I sort of wound up with a formidable little fleet of sites.. tronswan, chomptron, swantron, mt, wrenchtron, a self-hosted bluesky pds. The DevX dawg in me naturally wanted to know if they were up.
So I wrote the dead simplest thing that could show me. uptime-monitor is 234 lines in one file — a GitHub Actions cron that pings every site every 5 minutes and writes uptime % and incidents to a public gist. No VM, no terraform, no control plane. It runs at $0 and only tips over when GitHub tips over. For “is it up, over time, and when did it break,” it’s honestly hard to beat. It’s still my heartbeat, and I’d build it the same way again.
But it answers one question, and there’s another it can’t touch: did this deploy actually work?
Every site deploys from CI, and every deploy hands me a green checkmark when it’s done. The checkmark means the pipeline exited 0 — not that the site is up, serving the code I just shipped, to a real request. A HEAD / coming back 200 can be a CDN handing you a cached page while the origin behind it is face-down. And the uptime monitor won’t save me here: a cached 200 looks “up” to a pinger too, and a five-minute cron isn’t tied to the deploy that just went out.
The usual answer to that is a post-deploy smoke test — curl the homepage in CI, check for a 200, move on. That’s a deploy gate, and it beats nothing. I do lean on a lot of post-deployment Playwright jobs, but that’s classic overhead. Still.. a 200 is a low bar, and I wanted to improve on it: a gate that proves the new build is serving real requests before the deploy is allowed to call itself done. Same instinct as the uptime monitor — small, cheap, $0 — aimed at a different question.
The Approach
We’re going OTel. OpenTelemetry, but pointed backwards. Instead of instrumenting for dashboards you read after something already broke, use it as a gate. Right after a deploy: fire synthetic traffic at the live URL, tag every request with a W3C trace id, and check that the telemetry for that exact run actually lands. If it lands, the request flowed all the way through to the real application — not an edge cache, not a stale instance. If it doesn’t land within the latency and availability you expect.. fail the deploy.

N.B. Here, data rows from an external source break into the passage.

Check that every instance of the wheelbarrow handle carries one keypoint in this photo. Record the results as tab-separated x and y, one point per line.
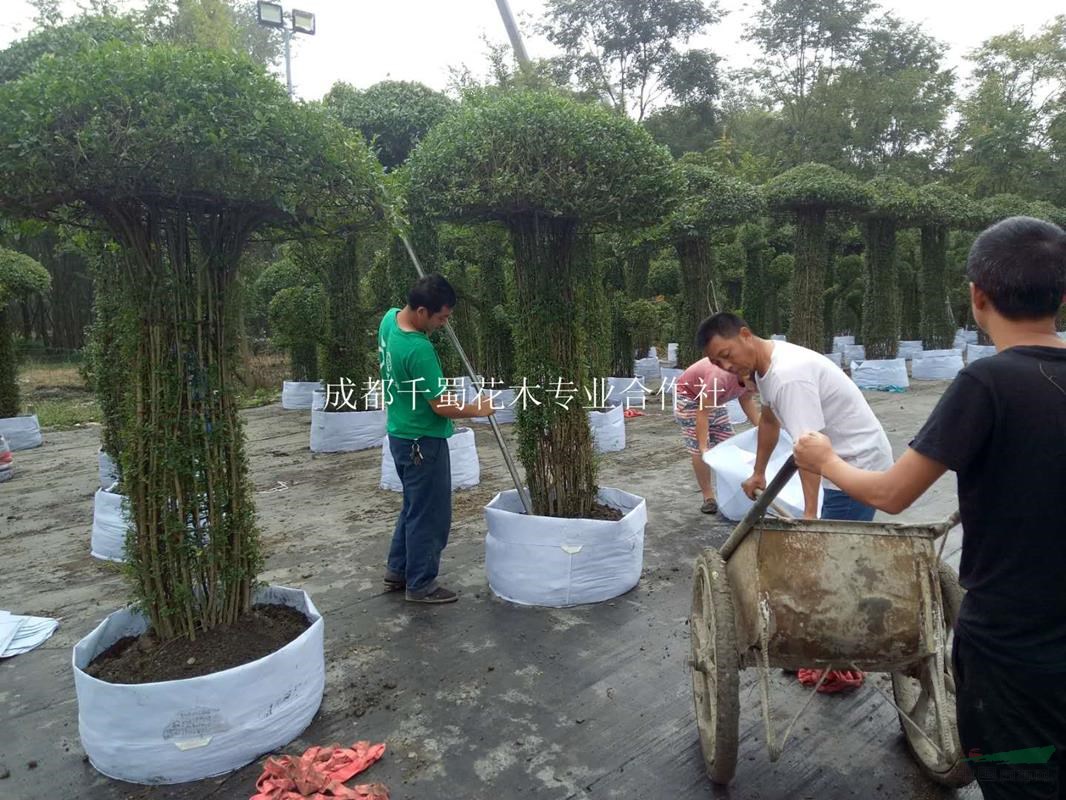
757	511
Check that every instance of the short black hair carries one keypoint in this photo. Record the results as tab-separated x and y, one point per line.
725	324
432	292
1020	264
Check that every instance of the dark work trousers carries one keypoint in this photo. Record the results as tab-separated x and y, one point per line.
425	518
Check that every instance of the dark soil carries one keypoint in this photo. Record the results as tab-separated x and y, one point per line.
143	659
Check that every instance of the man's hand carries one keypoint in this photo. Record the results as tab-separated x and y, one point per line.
757	481
813	451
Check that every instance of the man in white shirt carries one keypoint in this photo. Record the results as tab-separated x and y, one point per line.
804	392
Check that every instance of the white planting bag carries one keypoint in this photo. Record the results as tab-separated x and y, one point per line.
908	349
609	429
937	365
884	374
840	341
548	561
22	433
975	352
178	731
111	520
299	395
732	462
462	452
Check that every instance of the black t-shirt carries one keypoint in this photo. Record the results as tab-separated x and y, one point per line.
1001	428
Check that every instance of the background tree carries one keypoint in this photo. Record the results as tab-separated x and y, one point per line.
547	168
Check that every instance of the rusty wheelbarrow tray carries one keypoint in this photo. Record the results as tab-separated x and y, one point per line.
826	594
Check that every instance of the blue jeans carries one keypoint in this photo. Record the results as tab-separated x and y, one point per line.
837	505
425	518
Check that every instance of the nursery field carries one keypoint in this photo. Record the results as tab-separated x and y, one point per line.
478	700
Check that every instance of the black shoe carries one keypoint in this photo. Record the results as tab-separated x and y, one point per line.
437	596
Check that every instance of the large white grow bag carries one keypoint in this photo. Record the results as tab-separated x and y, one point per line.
178	731
22	433
343	431
547	561
647	369
975	352
908	349
732	462
884	374
609	429
937	365
462	452
111	520
108	469
299	395
840	341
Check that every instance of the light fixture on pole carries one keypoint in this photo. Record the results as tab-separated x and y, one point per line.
273	15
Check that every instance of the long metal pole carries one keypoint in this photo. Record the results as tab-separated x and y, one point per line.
522	494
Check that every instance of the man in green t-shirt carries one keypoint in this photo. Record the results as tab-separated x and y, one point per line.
420	414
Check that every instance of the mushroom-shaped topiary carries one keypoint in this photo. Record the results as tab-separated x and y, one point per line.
709	200
20	276
548	168
810	192
892	204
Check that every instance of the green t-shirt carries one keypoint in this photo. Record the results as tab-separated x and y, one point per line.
410	378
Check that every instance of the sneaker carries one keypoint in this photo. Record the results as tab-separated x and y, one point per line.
437	596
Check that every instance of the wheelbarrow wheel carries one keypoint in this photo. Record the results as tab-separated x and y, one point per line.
916	693
715	667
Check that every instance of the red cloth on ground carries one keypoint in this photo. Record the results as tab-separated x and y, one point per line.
320	774
837	680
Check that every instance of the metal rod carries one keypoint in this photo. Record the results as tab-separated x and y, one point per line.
522	494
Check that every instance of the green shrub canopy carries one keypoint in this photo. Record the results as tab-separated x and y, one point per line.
526	153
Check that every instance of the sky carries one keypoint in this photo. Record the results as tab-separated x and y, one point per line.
362	42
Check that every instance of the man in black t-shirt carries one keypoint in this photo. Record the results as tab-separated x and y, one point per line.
1001	428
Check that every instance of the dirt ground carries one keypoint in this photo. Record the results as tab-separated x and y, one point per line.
477	700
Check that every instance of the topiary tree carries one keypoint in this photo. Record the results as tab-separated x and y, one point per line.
708	200
548	168
940	210
891	204
182	155
809	192
20	276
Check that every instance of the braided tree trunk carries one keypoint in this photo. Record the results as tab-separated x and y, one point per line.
881	307
554	443
937	328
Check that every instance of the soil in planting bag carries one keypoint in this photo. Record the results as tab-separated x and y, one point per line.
548	561
937	365
178	731
297	395
854	353
975	352
908	349
108	469
732	462
840	341
22	433
609	429
110	523
887	374
646	369
462	452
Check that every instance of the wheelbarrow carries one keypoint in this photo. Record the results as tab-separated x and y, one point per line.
826	594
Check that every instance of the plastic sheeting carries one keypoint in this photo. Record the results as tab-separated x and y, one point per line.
179	731
548	561
22	433
732	462
937	365
110	523
883	374
609	429
462	451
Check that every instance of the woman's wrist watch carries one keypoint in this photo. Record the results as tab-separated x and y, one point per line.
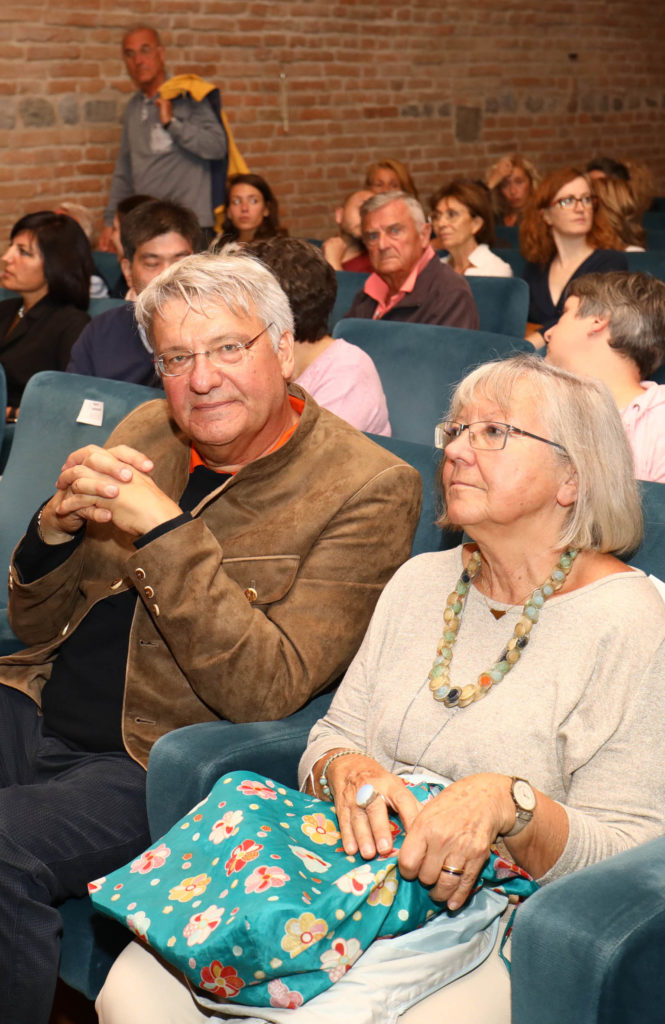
525	800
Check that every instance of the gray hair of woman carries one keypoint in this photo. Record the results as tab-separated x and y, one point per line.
207	281
581	416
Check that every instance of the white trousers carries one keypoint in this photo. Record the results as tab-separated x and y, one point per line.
141	989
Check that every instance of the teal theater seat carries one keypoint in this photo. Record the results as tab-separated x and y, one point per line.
589	948
108	266
46	431
348	285
651	262
420	364
502	304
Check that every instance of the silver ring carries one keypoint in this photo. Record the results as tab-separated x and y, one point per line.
366	795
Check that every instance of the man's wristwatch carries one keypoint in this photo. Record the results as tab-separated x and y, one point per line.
525	800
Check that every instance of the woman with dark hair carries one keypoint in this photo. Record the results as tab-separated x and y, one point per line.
564	235
511	180
48	263
252	211
463	223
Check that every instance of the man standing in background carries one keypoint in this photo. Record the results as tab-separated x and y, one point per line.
171	147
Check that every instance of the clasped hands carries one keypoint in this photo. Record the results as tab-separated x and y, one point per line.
453	829
106	485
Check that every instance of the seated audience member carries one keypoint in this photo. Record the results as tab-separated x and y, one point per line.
607	167
182	573
154	236
85	220
618	202
389	175
125	206
613	328
341	377
511	180
564	235
408	283
252	211
49	264
345	251
463	223
552	755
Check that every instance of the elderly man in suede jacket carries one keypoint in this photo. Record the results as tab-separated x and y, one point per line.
219	558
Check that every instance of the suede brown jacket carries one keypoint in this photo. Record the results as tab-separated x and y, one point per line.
253	605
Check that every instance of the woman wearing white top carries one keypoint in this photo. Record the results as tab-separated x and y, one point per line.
463	223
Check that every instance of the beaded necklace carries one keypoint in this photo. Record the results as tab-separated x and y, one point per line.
439	678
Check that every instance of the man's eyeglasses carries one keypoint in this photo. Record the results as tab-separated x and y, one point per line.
566	202
177	361
484	435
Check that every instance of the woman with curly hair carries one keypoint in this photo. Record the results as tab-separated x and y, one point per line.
389	175
564	235
252	211
617	200
511	180
462	222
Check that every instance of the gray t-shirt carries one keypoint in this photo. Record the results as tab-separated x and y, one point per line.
581	715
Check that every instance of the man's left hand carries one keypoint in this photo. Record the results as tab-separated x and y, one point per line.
117	480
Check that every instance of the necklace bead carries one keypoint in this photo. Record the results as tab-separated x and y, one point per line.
439	678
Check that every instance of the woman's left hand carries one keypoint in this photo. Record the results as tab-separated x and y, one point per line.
454	830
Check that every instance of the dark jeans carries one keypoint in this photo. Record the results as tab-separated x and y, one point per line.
66	817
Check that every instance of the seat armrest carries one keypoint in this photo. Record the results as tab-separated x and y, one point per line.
184	764
589	948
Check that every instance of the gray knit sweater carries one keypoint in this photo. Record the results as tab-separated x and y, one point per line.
581	716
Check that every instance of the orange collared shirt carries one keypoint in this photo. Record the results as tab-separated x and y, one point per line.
297	404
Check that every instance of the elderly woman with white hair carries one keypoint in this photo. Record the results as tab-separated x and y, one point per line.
523	666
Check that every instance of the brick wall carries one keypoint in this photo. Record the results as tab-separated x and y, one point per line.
316	90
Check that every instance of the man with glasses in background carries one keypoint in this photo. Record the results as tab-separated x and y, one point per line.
218	559
409	283
171	147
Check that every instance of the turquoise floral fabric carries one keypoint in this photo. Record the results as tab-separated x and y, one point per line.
252	897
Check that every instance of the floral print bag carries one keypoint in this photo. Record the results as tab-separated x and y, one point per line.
252	897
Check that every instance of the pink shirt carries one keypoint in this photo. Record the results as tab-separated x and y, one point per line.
344	380
377	289
643	420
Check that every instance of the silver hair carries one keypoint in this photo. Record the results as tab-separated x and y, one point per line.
581	416
207	281
382	199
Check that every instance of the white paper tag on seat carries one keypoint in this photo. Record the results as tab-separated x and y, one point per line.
91	413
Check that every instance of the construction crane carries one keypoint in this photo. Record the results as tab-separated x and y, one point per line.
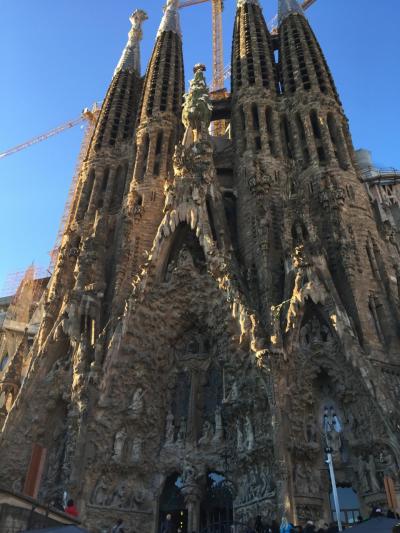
217	36
86	115
220	73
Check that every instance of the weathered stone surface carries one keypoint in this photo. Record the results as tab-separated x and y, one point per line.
219	319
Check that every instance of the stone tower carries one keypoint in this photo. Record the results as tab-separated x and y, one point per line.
219	319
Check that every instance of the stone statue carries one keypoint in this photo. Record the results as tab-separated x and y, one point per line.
302	479
248	428
207	433
362	477
170	430
119	444
196	114
100	493
189	474
311	432
136	450
219	429
240	440
137	404
181	432
389	465
120	497
371	469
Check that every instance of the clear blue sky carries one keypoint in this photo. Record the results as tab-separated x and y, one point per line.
58	57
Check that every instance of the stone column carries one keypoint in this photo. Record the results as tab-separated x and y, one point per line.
193	495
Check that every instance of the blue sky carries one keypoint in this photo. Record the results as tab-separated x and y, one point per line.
58	57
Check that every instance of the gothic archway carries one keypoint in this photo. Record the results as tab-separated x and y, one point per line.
172	503
216	511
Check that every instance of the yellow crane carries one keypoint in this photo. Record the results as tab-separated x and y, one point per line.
219	72
86	115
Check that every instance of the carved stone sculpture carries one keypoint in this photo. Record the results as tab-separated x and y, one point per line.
119	444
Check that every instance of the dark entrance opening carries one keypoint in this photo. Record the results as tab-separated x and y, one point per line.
172	503
216	512
349	506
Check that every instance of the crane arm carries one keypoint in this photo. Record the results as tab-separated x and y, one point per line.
44	136
188	3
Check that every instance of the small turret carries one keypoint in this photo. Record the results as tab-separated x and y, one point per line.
288	7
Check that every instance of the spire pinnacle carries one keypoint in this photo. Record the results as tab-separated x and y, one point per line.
130	59
286	8
170	20
241	3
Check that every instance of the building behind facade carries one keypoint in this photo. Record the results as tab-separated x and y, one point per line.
223	309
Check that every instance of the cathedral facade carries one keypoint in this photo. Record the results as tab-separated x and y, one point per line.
224	310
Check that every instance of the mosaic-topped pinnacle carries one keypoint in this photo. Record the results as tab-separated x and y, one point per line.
130	59
241	3
286	8
170	20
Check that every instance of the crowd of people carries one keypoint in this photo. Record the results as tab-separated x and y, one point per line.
287	527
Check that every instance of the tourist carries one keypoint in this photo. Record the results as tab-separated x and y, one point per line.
286	527
333	528
167	524
117	528
310	528
274	527
71	509
258	525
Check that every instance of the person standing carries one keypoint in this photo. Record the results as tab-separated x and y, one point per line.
286	527
118	528
71	509
167	524
310	528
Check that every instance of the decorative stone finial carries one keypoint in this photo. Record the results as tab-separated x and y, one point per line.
241	3
286	8
197	108
130	59
170	20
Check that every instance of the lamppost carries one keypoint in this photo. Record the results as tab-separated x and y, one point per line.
332	424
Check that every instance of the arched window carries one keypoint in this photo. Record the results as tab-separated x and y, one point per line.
3	362
158	153
338	144
172	502
256	127
286	137
269	119
103	187
145	156
315	124
303	139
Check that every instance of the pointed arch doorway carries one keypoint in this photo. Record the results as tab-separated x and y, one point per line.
216	510
172	503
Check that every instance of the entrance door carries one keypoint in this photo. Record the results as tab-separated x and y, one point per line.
172	503
216	512
349	506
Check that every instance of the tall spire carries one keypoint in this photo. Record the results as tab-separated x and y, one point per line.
287	7
170	20
241	3
130	59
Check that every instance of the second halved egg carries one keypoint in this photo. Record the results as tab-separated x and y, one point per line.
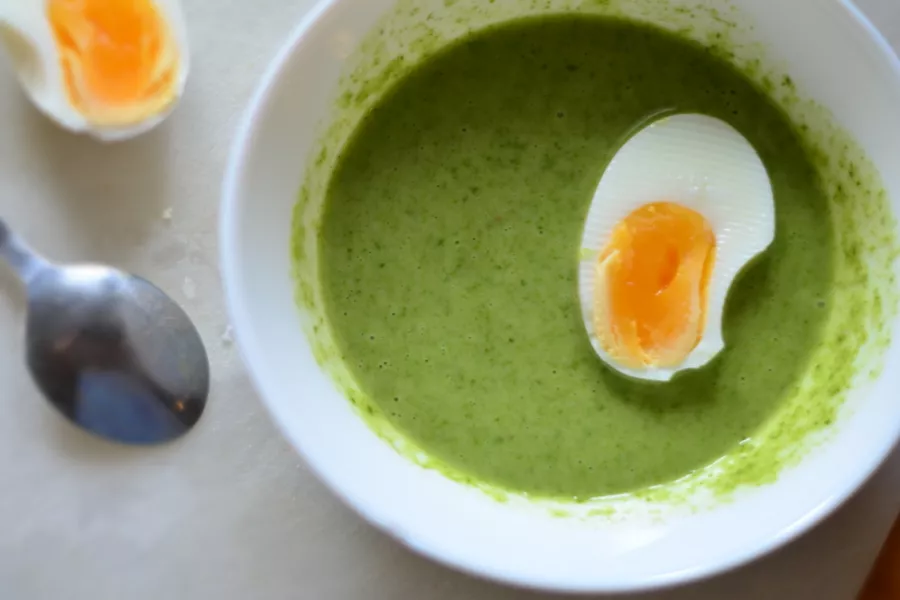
110	68
683	206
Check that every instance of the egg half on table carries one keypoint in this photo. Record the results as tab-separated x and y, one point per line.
109	68
683	206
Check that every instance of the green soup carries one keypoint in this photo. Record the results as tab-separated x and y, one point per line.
449	248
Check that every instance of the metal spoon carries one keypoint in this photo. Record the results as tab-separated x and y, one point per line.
110	350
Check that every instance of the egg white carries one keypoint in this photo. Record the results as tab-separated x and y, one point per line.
26	33
701	163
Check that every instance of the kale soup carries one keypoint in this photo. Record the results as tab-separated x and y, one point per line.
448	252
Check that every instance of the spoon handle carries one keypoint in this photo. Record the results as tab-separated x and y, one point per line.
19	256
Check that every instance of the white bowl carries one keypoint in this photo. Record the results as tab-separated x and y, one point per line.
832	54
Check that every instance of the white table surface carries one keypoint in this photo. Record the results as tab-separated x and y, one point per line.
230	512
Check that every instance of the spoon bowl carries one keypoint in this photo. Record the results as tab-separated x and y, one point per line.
111	351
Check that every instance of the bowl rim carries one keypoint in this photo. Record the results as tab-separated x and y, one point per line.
241	321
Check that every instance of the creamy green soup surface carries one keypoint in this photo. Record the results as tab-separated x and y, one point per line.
449	246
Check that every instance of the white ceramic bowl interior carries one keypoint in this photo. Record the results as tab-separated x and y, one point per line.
833	55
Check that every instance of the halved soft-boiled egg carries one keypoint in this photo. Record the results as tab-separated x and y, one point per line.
683	206
110	68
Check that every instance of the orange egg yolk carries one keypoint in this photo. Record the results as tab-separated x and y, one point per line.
119	59
651	286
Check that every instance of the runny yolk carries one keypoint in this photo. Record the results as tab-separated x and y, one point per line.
651	286
118	57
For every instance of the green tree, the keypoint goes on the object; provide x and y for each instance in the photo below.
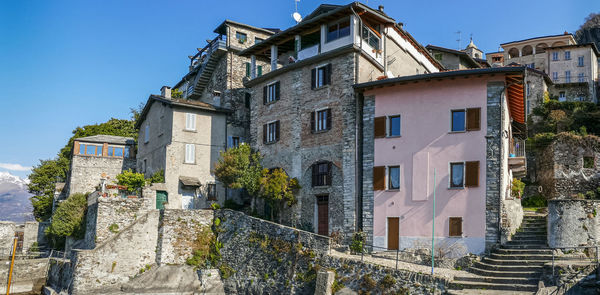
(278, 189)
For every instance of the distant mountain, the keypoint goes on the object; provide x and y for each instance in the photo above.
(14, 199)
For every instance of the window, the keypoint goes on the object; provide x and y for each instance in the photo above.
(320, 76)
(456, 175)
(394, 126)
(455, 226)
(115, 151)
(147, 134)
(458, 121)
(321, 174)
(190, 153)
(190, 121)
(394, 177)
(338, 30)
(271, 92)
(271, 132)
(242, 38)
(211, 191)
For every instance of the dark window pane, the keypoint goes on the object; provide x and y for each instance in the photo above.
(458, 120)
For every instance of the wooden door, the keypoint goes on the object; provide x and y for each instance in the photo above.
(323, 215)
(393, 233)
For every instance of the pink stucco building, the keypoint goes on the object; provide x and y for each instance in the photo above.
(467, 126)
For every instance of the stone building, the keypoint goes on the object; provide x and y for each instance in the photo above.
(95, 158)
(183, 138)
(469, 127)
(304, 112)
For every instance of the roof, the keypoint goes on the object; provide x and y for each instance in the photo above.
(189, 181)
(322, 14)
(220, 29)
(593, 45)
(186, 103)
(549, 36)
(456, 52)
(107, 139)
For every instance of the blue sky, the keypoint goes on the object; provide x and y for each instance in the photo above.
(65, 64)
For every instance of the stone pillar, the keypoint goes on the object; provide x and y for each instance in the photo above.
(252, 66)
(493, 166)
(324, 282)
(273, 57)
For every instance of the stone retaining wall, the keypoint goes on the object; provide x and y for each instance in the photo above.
(573, 223)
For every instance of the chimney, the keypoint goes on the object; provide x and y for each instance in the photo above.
(165, 92)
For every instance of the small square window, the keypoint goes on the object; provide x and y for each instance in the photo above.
(394, 177)
(458, 120)
(457, 175)
(394, 129)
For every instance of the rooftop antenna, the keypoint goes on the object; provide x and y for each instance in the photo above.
(297, 17)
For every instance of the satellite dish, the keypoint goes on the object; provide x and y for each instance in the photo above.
(297, 17)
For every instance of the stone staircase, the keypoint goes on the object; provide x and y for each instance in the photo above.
(516, 266)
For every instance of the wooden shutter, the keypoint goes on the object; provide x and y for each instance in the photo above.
(473, 119)
(328, 173)
(312, 122)
(472, 174)
(328, 74)
(379, 178)
(380, 127)
(455, 226)
(265, 93)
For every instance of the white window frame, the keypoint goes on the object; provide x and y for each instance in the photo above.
(190, 121)
(190, 153)
(147, 133)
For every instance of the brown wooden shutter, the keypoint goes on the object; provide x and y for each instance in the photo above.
(265, 133)
(455, 226)
(473, 119)
(472, 174)
(312, 122)
(379, 178)
(379, 127)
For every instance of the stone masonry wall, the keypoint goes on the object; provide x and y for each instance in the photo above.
(573, 223)
(178, 231)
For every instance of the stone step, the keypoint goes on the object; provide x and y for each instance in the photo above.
(500, 280)
(512, 274)
(513, 262)
(509, 268)
(492, 286)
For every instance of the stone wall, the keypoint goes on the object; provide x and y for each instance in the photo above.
(573, 223)
(28, 275)
(560, 166)
(7, 236)
(178, 231)
(118, 258)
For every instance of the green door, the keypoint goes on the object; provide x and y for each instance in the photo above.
(161, 199)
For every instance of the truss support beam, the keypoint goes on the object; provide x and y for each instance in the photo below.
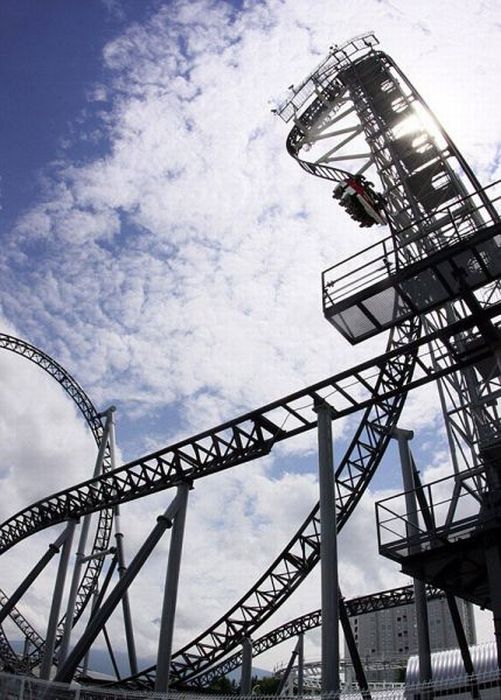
(246, 672)
(403, 438)
(248, 437)
(170, 593)
(328, 552)
(66, 671)
(50, 640)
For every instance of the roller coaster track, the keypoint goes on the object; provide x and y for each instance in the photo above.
(373, 383)
(384, 600)
(378, 387)
(105, 519)
(376, 384)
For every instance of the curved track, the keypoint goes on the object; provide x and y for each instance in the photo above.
(384, 600)
(254, 434)
(105, 520)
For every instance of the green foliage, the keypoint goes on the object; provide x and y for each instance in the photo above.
(266, 686)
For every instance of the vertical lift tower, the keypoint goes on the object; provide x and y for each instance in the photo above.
(359, 122)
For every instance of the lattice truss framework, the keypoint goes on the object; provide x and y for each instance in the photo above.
(359, 113)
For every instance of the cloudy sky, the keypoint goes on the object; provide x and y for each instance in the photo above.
(158, 242)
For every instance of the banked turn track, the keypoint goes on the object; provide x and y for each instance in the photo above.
(378, 387)
(105, 519)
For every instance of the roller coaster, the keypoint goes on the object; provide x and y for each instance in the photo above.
(433, 283)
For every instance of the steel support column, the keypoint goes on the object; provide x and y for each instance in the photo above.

A CI step can lie about an exit code. It can’t fake a span showing up in a buffer.
What I Built
watchtron is the paved road for that. A few moving parts:
- A prober (undici) that drives golden-signal traffic at a service’s critical routes, propagates trace context, and exports its client spans as OTLP/HTTP JSON.
- A tiny control plane on a free-tier GCE e2-micro — receives the spans, runs
/verify, serves a dashboard and status badges, Caddy out front for auto-HTTPS. The whole thing runs at $0. - A reusable GitHub Actions workflow any repo calls right after its deploy job. The deploy is gated on the verdict.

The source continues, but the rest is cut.